SUR LA SYMBOLIQUE DE LA ROUE

 

La roue est un puissant symbole. En première lecture, selon de nombreuses traditions, la roue représente la douleur, la rotation infinie, sans issue, de la douleur. Schopenhauer parle de la roue d'Ixion -personnage mythologique condamné à tourner sans fin sur une roue enflammée, dans les Enfers - pour qualifier la détresse de l'homme voué à la répétition, ballotté de la souffrance à l'ennui, et de l'ennui à la souffrance. Les textes bouddhiques présentent la chaîne infernale des douze liens des origines interdépendantes, qui se conditionnent les uns les autres : ignorance, volonté, conscience, esprit/corps, organes des sens, contacts, sensations, soif, saisie, devenir, naissance, vieillesse et mort. Chacun de ces liens est rattaché à tous les autres, sans qu'il y ait de véritable cause première, car c'est la totalité des enchaînements qu'il faut considérer, qui forment système. Nous ne sommes plus du tout dans une imagerie mythologique, mais dans l'analyse expérimentale : décrire le plus exactement possible la souffrance, sa nature, son origine, sa suppression, et les moyens de la suppression (Les Quatre Vérités Nobles), ce qui laisse entendre qu'il y aurait une solution, une sortie de la roue, une libération.

Visitant le monastère San Marco à Florence je tombai en arrêt devant un tableau de Fra Angelico (La vision mystique d'Ezéchiel), qui représente un double cercle lumineux, le premier, intérieur, formé de huit petits tableaux, puis un autre, au delà du premier, qui fait tout le tour, formé de douze tableaux ; l'ensemble est lumineux, inspiré. Ce sont des portraits de saints ou d'apôtres, mais peu importe. Ce qui retient mon regard c'est la vision de la roue de lumière : que ce soit dans une culture ou dans l'autre, prévaut cette idée que la souffrance peut être vaincue. La roue de la malédiction est en elle-même, à certaine conditions, la roue de la libération.
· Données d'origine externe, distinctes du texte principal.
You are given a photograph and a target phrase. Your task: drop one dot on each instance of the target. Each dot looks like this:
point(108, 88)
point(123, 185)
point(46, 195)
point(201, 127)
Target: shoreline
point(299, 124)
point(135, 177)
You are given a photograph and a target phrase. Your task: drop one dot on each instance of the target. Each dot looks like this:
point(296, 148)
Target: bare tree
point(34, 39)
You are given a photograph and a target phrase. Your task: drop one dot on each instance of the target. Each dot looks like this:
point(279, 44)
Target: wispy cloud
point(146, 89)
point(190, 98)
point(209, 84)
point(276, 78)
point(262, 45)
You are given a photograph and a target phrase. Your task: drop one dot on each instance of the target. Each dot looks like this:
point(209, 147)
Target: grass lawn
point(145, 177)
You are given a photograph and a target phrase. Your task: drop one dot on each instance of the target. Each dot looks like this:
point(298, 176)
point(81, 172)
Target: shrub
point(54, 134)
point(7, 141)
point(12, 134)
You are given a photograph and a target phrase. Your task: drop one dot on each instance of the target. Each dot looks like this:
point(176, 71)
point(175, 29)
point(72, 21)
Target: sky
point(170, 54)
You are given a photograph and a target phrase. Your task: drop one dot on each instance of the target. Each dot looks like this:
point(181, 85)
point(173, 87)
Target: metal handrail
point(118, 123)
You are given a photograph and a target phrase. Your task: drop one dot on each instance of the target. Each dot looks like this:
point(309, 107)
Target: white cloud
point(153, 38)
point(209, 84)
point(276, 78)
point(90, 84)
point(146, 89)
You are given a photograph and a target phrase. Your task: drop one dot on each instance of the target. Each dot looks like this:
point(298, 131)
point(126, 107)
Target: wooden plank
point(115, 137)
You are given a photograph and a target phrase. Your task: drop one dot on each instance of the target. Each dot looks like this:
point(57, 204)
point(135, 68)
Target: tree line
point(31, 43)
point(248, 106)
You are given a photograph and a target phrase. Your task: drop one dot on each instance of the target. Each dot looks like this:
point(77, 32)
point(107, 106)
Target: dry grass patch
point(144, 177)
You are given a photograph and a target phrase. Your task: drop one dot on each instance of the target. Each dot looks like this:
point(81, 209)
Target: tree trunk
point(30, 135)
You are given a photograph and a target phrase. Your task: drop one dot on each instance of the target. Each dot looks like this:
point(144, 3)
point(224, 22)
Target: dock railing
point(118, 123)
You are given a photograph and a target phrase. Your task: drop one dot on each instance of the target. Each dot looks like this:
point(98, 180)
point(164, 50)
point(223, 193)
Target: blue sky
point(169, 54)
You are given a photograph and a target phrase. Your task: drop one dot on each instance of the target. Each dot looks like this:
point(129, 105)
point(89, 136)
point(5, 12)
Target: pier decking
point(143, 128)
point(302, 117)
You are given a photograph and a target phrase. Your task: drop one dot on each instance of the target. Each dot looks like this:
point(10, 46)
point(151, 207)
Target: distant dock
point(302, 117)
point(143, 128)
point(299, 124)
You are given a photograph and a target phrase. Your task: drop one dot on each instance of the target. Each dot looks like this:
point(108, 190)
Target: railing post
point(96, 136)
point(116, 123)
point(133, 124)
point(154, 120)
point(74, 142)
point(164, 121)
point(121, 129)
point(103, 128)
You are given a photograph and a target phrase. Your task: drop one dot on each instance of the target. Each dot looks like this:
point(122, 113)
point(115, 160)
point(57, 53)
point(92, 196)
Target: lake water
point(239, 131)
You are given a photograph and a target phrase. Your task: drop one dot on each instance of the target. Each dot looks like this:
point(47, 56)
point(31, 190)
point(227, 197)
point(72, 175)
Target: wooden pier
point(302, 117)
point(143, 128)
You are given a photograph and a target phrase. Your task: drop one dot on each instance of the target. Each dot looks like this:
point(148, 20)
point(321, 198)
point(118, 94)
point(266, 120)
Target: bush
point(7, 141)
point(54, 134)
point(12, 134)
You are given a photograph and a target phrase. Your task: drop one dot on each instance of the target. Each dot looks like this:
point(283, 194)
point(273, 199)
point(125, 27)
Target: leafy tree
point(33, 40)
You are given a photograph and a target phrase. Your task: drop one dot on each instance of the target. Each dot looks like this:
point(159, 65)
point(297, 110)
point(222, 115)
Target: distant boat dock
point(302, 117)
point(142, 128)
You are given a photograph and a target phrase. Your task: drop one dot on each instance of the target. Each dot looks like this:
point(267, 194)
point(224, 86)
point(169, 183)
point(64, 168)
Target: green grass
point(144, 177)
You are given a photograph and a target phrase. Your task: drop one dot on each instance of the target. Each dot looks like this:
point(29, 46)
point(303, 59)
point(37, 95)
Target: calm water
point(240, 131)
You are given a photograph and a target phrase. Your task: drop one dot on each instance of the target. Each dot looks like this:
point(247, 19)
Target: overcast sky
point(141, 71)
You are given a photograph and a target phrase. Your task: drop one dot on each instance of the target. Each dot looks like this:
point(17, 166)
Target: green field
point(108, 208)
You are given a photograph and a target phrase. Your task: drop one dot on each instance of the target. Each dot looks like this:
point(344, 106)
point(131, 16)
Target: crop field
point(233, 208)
Je n'attends rien, quant à moi, des saints, des apôtres, ni d'Ezéchiel, je veux être "à moi-même ma propre lampe", et c'est dans le pur concret de l'existence, telle qu'elle est, que je me demande si l'on peut sortir de la roue, et comment, sans évasion mystique, "sans fumée ni alcool". Quoi que l'on fasse, les conditions de la vie ne varient guère, la roue de la nécessité continue de tourner. En termes bouddhiques : on ne sort jamais du samsâra. Il n'y a pas d'ailleurs, il n'y a que de l'ici. La seule solution possible est de procéder, si l'on veut, à une révision du jugement. Les anciens disaient : placez-vous au centre du cercle, regardez tourner la roue. On encore : ne rajoutez pas de la souffrance à la souffrance, ne ruminez pas le malheur, cultivez les affects positifs, éjouissez-vous !

Un petit oiseau vient se poser sur la fleur de mon balcon. Bien sûr il tourne dans le samsâra, il a faim, il a soif, il cherche sa nourriture, il gobe les vers de terre, aujourd'hui et de toute éternité : destin de l'oiseau. Et le mien, mon destin, est-il si différent ? Je peux m'en lamenter. Mais aussi, cet oiseau est bien beau, léger, gracile, véloce, ailé comme une bonne nouvelle. Le temps est un oiseau qui passe, royauté d'un oiseau.